I rolled my eyes, smacked my lips together before shrugging on the vintage leather jacket. My dad was serving time for a weapons charge. I didn’t get to visit all that often, this would be my first visit. If it was up to my mom I wouldn’t see him until he was released but where there is a will, there’s a way. I found the jacket in the attic on a hunt to find our old family photo albums. It was hers, from a million years ago, well, not really a million, more like fifteen. It was one of the few things left from a time when Connie and Jack were a couple when my mother was Property of Parrish.
It worked for my mom.
She snatched the president.
I ran my fingers over the leather, turning around in the mirror to check how I looked, noting it fit like a glove, like it was made for me.
Like mother, like daughter.
Here’s to hoping the jacket had the same effect for me and aided in nabbing the vice president of the Satan’s Knights…Dominic “Blackie” Petra.
I’ve had a crush on Blackie since I was just a child. At ten years old I both fell in love for the first time and had my heart broken all by Blackie. He smiled at me and I knew love at first sight existed. Then he married his high school sweetheart and broke my heart.
I like to think I got over Blackie and grew up since then. I mean after all I’m fifteen years old now. I wasn’t some kid with a crush and Blackie wasn’t the same person I fell in love with at ten years old. He’s sad all the time. He never smiles anymore. Not that I blame him. Blackie’s wife Christine, overdosed and died. I’m not supposed to know that, but I overheard my mom and dad talking about it. He blames himself for her death and it’s the reason he doesn’t smile anymore.
Not for me or for anyone.
He used to have a killer smile. It was his smile that hooked me. Boys my age didn’t smile the way Blackie did. He smiled confidently at me while boys my age smiled nervously, like they had no idea what to do around a girl.
Blackie knew.
I ran down the stairs and nearly collided with my mom. So much for trying to slip out of the house without her noticing the ‘new’ me.
“What are you wearing?”
“I found it in the attic and it fit,” I said, shrugging my shoulders as I dropped a kiss on her cheek. “I’ve got to go, we’re late.”
“Lacey, wipe that shit off your face before you see your father,” she warned.
“It’s just make-up,” I argued. “I’m fifteen years old, most girls my age have already dyed their hair six times by now.” I left out that nearly all my friends dyed their hair and lost their virginity in the same week. “Love you,” I called as I hurried out the front door as any typical teenager would do, leaving her mother in the dust behind her to chase after the guy of her dreams.
She was my age once.
She gets it.
Blackie was leaning against his truck smoking a cigarette when he lifted his head and his eyes met mine, causing me to stop in my tracks and stare at him. Dressed all in black, like always, black loose fitting jeans that hung low on his waist, a black t-shirt that stretched across his shoulders and chest and his leather jacket that hid all the tattoos that decorated his muscular arms. He hadn’t shaved, scruff lined his jaw, making him look even more lethal than usual. He had hazel eyes, and they varied in color, sometimes they were brown and at others they were green. I couldn’t help but wonder what caused the change, what made them one color one day and another the next. He had grown his hair out and wore it slicked back, the ends curling at the base of his neck.

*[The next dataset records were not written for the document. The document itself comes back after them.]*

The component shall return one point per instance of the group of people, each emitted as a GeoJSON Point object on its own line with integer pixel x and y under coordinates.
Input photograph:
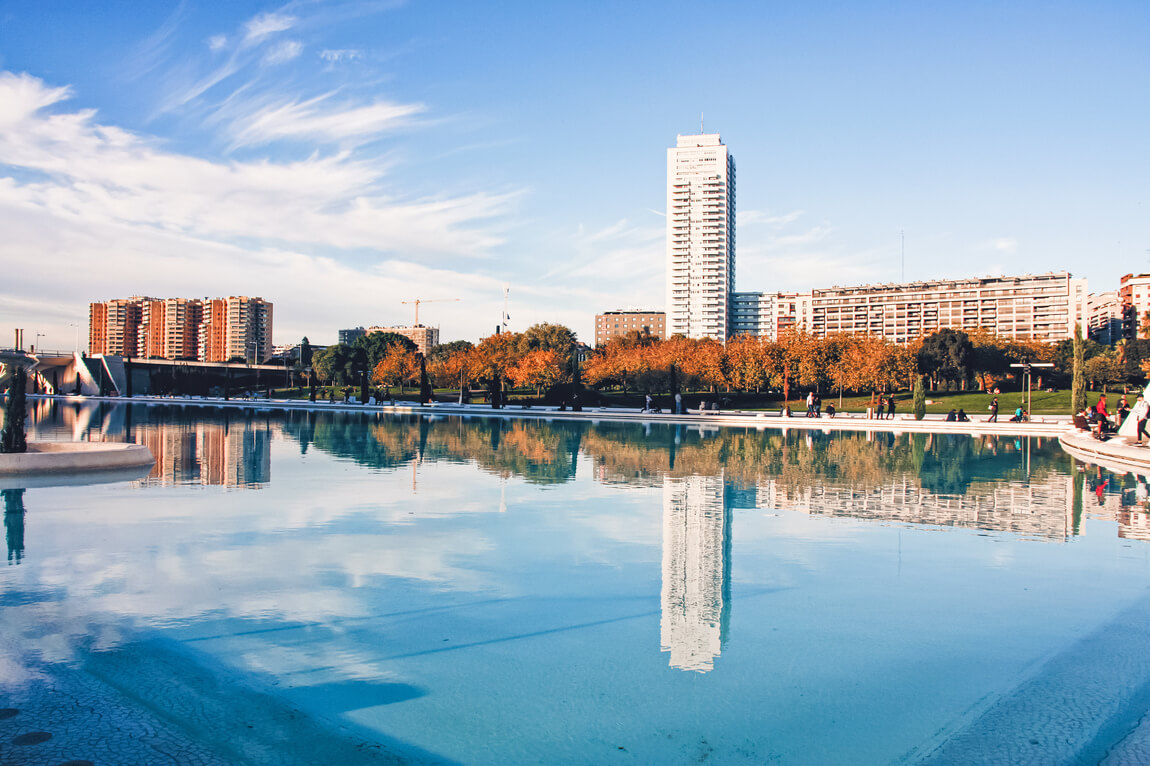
{"type": "Point", "coordinates": [1097, 419]}
{"type": "Point", "coordinates": [814, 406]}
{"type": "Point", "coordinates": [886, 408]}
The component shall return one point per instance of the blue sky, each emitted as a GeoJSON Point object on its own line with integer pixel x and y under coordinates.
{"type": "Point", "coordinates": [340, 156]}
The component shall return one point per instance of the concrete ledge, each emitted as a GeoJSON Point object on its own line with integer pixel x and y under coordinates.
{"type": "Point", "coordinates": [1114, 454]}
{"type": "Point", "coordinates": [75, 457]}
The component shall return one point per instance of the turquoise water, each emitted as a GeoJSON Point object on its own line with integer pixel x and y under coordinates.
{"type": "Point", "coordinates": [482, 591]}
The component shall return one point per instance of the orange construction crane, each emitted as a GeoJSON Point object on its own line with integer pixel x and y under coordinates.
{"type": "Point", "coordinates": [426, 300]}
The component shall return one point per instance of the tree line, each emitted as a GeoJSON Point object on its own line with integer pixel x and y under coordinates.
{"type": "Point", "coordinates": [544, 357]}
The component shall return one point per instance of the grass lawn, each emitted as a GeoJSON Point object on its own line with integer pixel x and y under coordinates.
{"type": "Point", "coordinates": [974, 403]}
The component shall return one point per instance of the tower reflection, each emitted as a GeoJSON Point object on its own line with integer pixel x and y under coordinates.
{"type": "Point", "coordinates": [696, 571]}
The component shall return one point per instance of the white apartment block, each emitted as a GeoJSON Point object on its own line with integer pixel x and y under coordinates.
{"type": "Point", "coordinates": [248, 329]}
{"type": "Point", "coordinates": [1106, 315]}
{"type": "Point", "coordinates": [1134, 292]}
{"type": "Point", "coordinates": [700, 237]}
{"type": "Point", "coordinates": [1041, 307]}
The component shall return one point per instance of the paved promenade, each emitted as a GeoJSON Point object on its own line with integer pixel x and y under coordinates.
{"type": "Point", "coordinates": [1040, 426]}
{"type": "Point", "coordinates": [1118, 453]}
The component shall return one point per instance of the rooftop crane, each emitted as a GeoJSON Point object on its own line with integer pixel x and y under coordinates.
{"type": "Point", "coordinates": [426, 300]}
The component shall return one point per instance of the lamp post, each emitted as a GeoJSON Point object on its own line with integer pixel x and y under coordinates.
{"type": "Point", "coordinates": [1026, 367]}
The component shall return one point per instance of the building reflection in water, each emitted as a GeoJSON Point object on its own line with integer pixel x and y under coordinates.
{"type": "Point", "coordinates": [696, 571]}
{"type": "Point", "coordinates": [212, 453]}
{"type": "Point", "coordinates": [1040, 508]}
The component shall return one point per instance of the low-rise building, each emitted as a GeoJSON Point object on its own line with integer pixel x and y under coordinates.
{"type": "Point", "coordinates": [612, 324]}
{"type": "Point", "coordinates": [422, 336]}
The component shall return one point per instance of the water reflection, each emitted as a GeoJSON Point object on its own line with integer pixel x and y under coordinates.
{"type": "Point", "coordinates": [696, 571]}
{"type": "Point", "coordinates": [993, 483]}
{"type": "Point", "coordinates": [346, 588]}
{"type": "Point", "coordinates": [14, 523]}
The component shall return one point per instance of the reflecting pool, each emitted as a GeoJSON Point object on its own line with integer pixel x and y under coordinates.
{"type": "Point", "coordinates": [488, 591]}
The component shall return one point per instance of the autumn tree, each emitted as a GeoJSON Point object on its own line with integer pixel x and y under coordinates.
{"type": "Point", "coordinates": [398, 366]}
{"type": "Point", "coordinates": [538, 369]}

For the first time I felt intimidated by him, like he was completely out of my reach, like I was just a fifteen-year-old girl with a crush on an older guy.
And like any teenage girl I wanted what I couldn’t have.

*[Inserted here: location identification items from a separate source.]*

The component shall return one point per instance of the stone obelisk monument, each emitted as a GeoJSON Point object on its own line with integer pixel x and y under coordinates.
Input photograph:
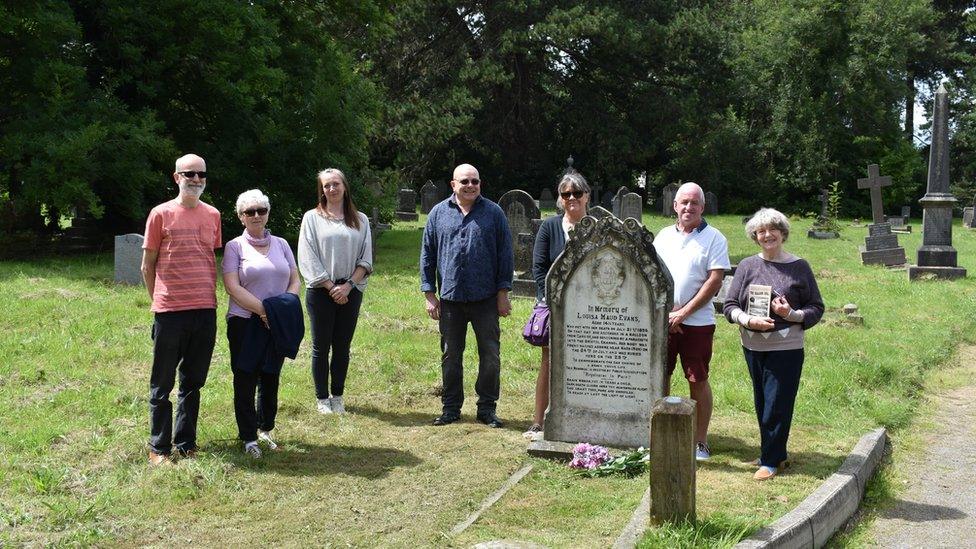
{"type": "Point", "coordinates": [936, 256]}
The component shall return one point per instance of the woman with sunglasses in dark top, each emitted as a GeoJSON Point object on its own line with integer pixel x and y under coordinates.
{"type": "Point", "coordinates": [256, 266]}
{"type": "Point", "coordinates": [335, 257]}
{"type": "Point", "coordinates": [574, 195]}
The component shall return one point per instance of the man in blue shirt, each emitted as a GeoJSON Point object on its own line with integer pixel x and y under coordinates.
{"type": "Point", "coordinates": [467, 255]}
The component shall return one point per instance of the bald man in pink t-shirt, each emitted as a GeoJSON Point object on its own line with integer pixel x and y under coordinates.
{"type": "Point", "coordinates": [180, 272]}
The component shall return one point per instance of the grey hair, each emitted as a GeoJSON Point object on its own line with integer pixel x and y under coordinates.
{"type": "Point", "coordinates": [570, 182]}
{"type": "Point", "coordinates": [768, 217]}
{"type": "Point", "coordinates": [686, 186]}
{"type": "Point", "coordinates": [252, 196]}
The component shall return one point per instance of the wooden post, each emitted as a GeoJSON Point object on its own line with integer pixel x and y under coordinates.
{"type": "Point", "coordinates": [673, 460]}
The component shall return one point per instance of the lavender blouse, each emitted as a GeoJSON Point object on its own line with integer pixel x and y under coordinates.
{"type": "Point", "coordinates": [263, 276]}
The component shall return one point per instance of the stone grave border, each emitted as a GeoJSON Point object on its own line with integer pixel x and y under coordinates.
{"type": "Point", "coordinates": [816, 518]}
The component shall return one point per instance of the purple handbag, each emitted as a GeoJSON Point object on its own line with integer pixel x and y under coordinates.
{"type": "Point", "coordinates": [536, 330]}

“Get in, I got you your favorite,” he said, pushing off the truck and walking around to the driver’s seat.
“My favorite?” I asked as I climbed into the passenger seat, immediately spotting the large white Styrofoam cup sitting in the cup holder of the console.
“Chocolate milk shake,” he declared, handing me a straw as he turned the key in the ignition. I was allowed at the Satan’s Knights clubhouse a handful of times, special occasions, like bring your daughter to work day, that was fun, and Pipe’s wedding to some foreigner that didn’t even know how to say ‘I do’. But each time my dad always had an ice cream truck parked on the lot and Wolf always handed me a chocolate milkshake or some days an ice cream cone.
Chocolate milkshakes.
One of the good memories of my childhood.
One of the few.
Still, to this day a chocolate milkshake will always make me smile.